Canadian Policy Toward Khrushchev's Soviet Union
Description
Contains Bibliography, Index
$75.00
ISBN 0-7735-2275-1
DDC 327.71047
Author
Publisher
Year
Contributor
Graeme S. Mount is a professor of history at Laurentian University. He
is the author of Canada’s Enemies: Spies and Spying in the Peaceable
Kingdom, and Chile and the Nazis, and the coauthor of Invisible and
Inaudible in Washington: American Policies To
Review
This book covers more than Canada–USSR relations in the post-Stalin
era. It also summarizes Canada’s relations with the United States, the
People’s Republic of China, and Castro’s Cuba. India and Korea make
the occasional appearance. Partisan politics (most notably John
Diefenbaker’s eccentricities) are a continual theme.
This book originated with Glazov’s Ph.D. thesis, and what he’s done
he’s done well. Glazov read a wide range of secondary literature
(including the Woodrow Wilson Society’s collection of translated
Soviet and Soviet-bloc documents, The Cold War International History
Project), examined documents that were in previously closed files at the
National Archives of Canada, reviewed the manuscript collections of the
principal actors, and interviewed key Canadians who were still alive.
The topic is an important one, and Glazov’s interpretations are
usually sound. Scholars interested in Canadian foreign relations will
definitely have to consult this book.
Of course, the book is less than perfect.
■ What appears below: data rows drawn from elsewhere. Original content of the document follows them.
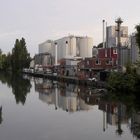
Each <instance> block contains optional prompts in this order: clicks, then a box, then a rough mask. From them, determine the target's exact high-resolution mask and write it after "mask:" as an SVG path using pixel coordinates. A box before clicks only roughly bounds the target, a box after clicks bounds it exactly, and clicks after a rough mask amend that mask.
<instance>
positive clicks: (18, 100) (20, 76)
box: [11, 75, 31, 104]
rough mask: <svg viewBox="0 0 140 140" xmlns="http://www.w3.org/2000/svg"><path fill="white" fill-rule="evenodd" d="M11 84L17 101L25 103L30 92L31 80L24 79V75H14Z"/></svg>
mask: <svg viewBox="0 0 140 140" xmlns="http://www.w3.org/2000/svg"><path fill="white" fill-rule="evenodd" d="M11 85H12V92H13V94H14V95H15V99H16V102H17V103H19V102H21V103H22V104H24V103H25V101H26V96H27V93H29V92H30V88H31V84H30V81H29V80H28V79H23V78H22V76H17V75H12V82H11Z"/></svg>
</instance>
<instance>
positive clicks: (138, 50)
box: [130, 34, 140, 63]
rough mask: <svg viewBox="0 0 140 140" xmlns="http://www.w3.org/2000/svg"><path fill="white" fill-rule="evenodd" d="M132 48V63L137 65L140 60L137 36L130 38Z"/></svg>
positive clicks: (133, 35)
mask: <svg viewBox="0 0 140 140" xmlns="http://www.w3.org/2000/svg"><path fill="white" fill-rule="evenodd" d="M130 48H131V62H132V63H135V62H137V61H138V60H140V54H139V51H140V50H139V47H138V45H137V43H136V36H135V34H132V35H131V36H130Z"/></svg>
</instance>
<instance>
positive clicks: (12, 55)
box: [0, 38, 31, 73]
mask: <svg viewBox="0 0 140 140" xmlns="http://www.w3.org/2000/svg"><path fill="white" fill-rule="evenodd" d="M30 60H31V57H30V53H28V50H27V46H26V42H25V39H24V38H21V39H20V40H19V39H16V41H15V44H14V47H13V49H12V52H11V53H10V52H9V53H8V54H4V53H3V52H2V50H1V49H0V69H1V70H4V71H12V72H16V73H17V72H21V71H22V69H23V68H28V67H29V65H30Z"/></svg>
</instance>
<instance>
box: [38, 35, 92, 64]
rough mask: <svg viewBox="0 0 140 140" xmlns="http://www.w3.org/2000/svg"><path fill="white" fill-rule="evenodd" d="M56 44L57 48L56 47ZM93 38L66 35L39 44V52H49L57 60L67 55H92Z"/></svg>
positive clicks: (85, 56)
mask: <svg viewBox="0 0 140 140" xmlns="http://www.w3.org/2000/svg"><path fill="white" fill-rule="evenodd" d="M56 45H57V49H56ZM92 47H93V39H92V38H90V37H87V36H85V37H83V36H82V37H81V36H72V35H70V36H67V37H63V38H60V39H58V40H54V41H52V40H48V41H46V42H44V43H41V44H39V53H50V54H51V55H52V59H55V57H57V61H58V62H59V60H61V59H62V58H67V57H75V56H76V57H77V56H78V57H82V58H85V57H92ZM56 51H57V53H56Z"/></svg>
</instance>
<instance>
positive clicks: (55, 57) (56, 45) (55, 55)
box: [55, 42, 57, 65]
mask: <svg viewBox="0 0 140 140" xmlns="http://www.w3.org/2000/svg"><path fill="white" fill-rule="evenodd" d="M55 65H57V42H55Z"/></svg>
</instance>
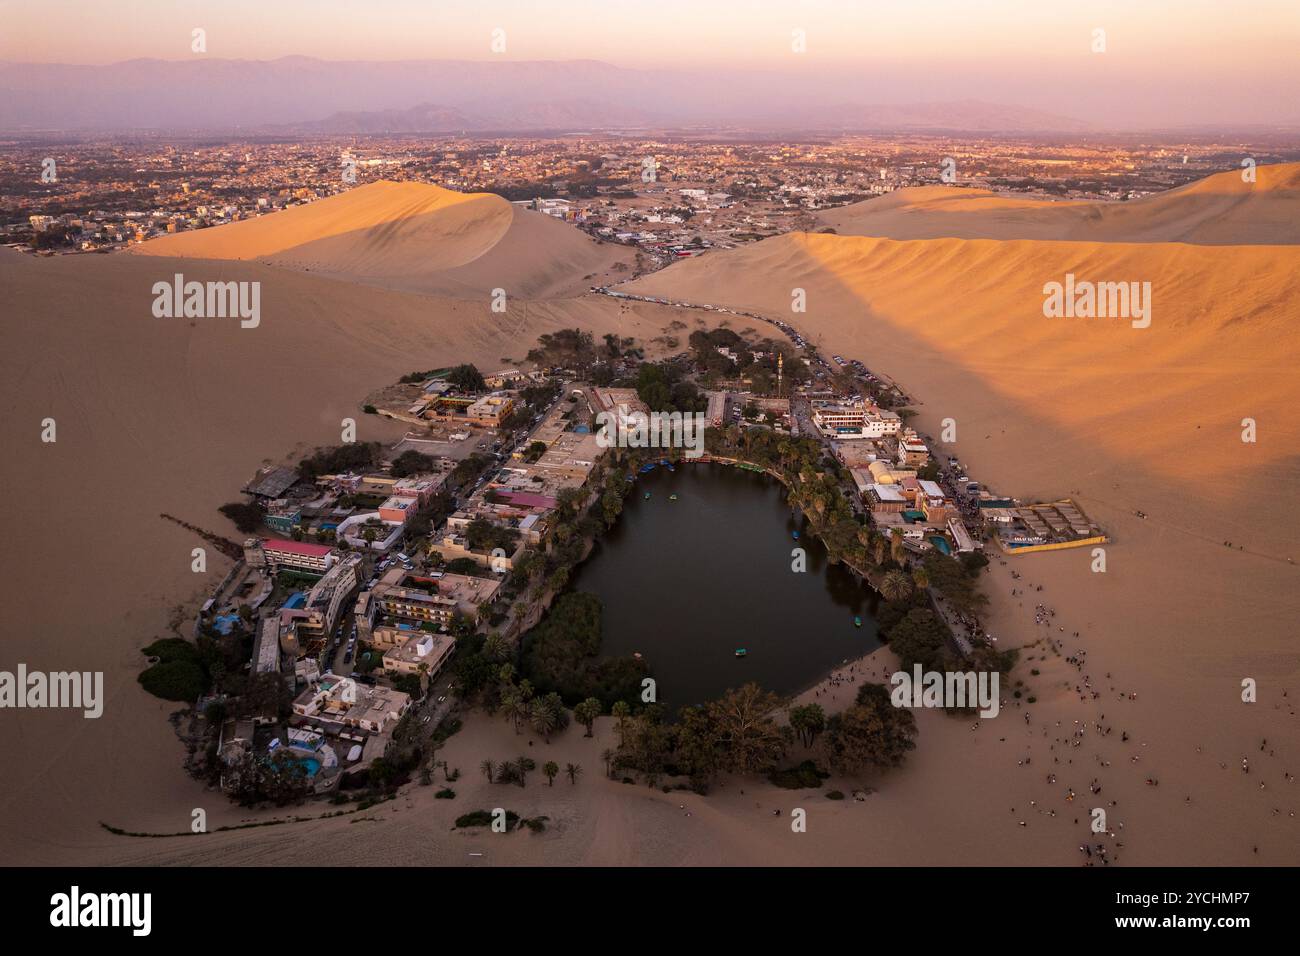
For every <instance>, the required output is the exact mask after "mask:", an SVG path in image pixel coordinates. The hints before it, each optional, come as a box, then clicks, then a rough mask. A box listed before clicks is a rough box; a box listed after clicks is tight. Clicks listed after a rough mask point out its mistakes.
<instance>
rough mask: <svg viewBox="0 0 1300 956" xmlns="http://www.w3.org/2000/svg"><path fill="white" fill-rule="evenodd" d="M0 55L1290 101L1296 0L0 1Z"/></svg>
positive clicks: (1027, 92)
mask: <svg viewBox="0 0 1300 956" xmlns="http://www.w3.org/2000/svg"><path fill="white" fill-rule="evenodd" d="M0 23H3V30H0V59H4V60H19V61H44V62H82V64H86V62H112V61H117V60H127V59H133V57H160V59H166V60H181V59H190V57H192V56H195V55H194V53H192V52H191V51H190V34H191V30H192V29H194V27H203V29H204V30H205V31H207V56H212V57H234V59H239V57H243V59H274V57H279V56H287V55H304V56H315V57H321V59H330V60H341V59H355V60H404V59H473V60H489V59H493V57H494V56H503V57H506V59H515V60H563V59H593V60H604V61H607V62H611V64H615V65H619V66H646V68H649V66H654V68H672V69H690V70H708V69H735V68H745V69H764V70H777V72H796V73H801V74H809V73H814V74H819V75H824V77H826V78H827V83H828V95H833V81H835V77H836V75H844V74H846V73H852V74H853V75H855V77H858V78H859V79H861V78H870V81H871V82H872V83H874V85H878V86H876V87H875V88H879V91H880V95H879V101H881V103H901V101H922V100H939V99H963V98H976V99H985V100H992V101H1000V103H1010V104H1018V105H1031V107H1036V108H1041V109H1049V111H1052V112H1057V113H1061V114H1066V116H1075V117H1079V118H1084V120H1099V118H1105V117H1106V114H1114V116H1113V118H1115V120H1118V121H1126V120H1127V121H1140V122H1152V121H1154V120H1156V118H1162V120H1164V121H1166V122H1170V124H1179V122H1225V121H1236V122H1262V121H1273V122H1296V120H1297V109H1300V108H1297V107H1296V103H1300V66H1297V64H1300V55H1297V51H1300V0H1114V1H1110V0H1104V1H1095V3H1087V1H1082V3H1080V1H1074V0H1071V1H1069V3H1066V1H1065V0H1002V1H1000V0H917V1H915V3H913V1H910V0H888V1H885V3H881V1H878V0H839V1H836V0H746V1H732V0H552V1H543V0H370V1H367V0H170V1H168V0H68V1H62V3H30V1H26V3H14V1H13V0H0ZM497 27H499V29H502V30H504V31H506V52H504V53H499V55H498V53H493V51H491V47H490V43H491V34H493V30H494V29H497ZM1099 27H1100V29H1102V30H1105V40H1106V52H1105V53H1100V55H1099V53H1093V52H1092V51H1091V44H1092V39H1093V30H1095V29H1099ZM797 29H798V30H803V31H805V34H806V52H805V53H794V52H793V51H792V31H794V30H797ZM702 95H707V91H702Z"/></svg>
According to Glazov,
Diefenbaker was a staunch opponent of Communist governments as long as
Dwight Eisenhower was the U.S. president; then his personal animosity
against Jack Kennedy overrode his anti-Communism. However, documents in
Foreign Relations of the United States indicate that
Eisenhower–Diefenbaker relations became strained in the summer of 1960
when Diefenbaker would not support an economic embargo against Cuba.
Canadian support mattered to the Eisenhower White House because Canadian
technology was interchangeable with American. If Castro could buy from
Canada what he could not purchase from the U.S., the embargo would lose
much of its impact. A second criticism is that Glazov should have
consulted Jocelyn Maynard Ghent on the Cuban Missile Crisis.
Nevertheless, this is a fine book. Much of the text confirms what has
appeared elsewhere, but the end of the Cold War and the availability of
Soviet documents require that it be said again.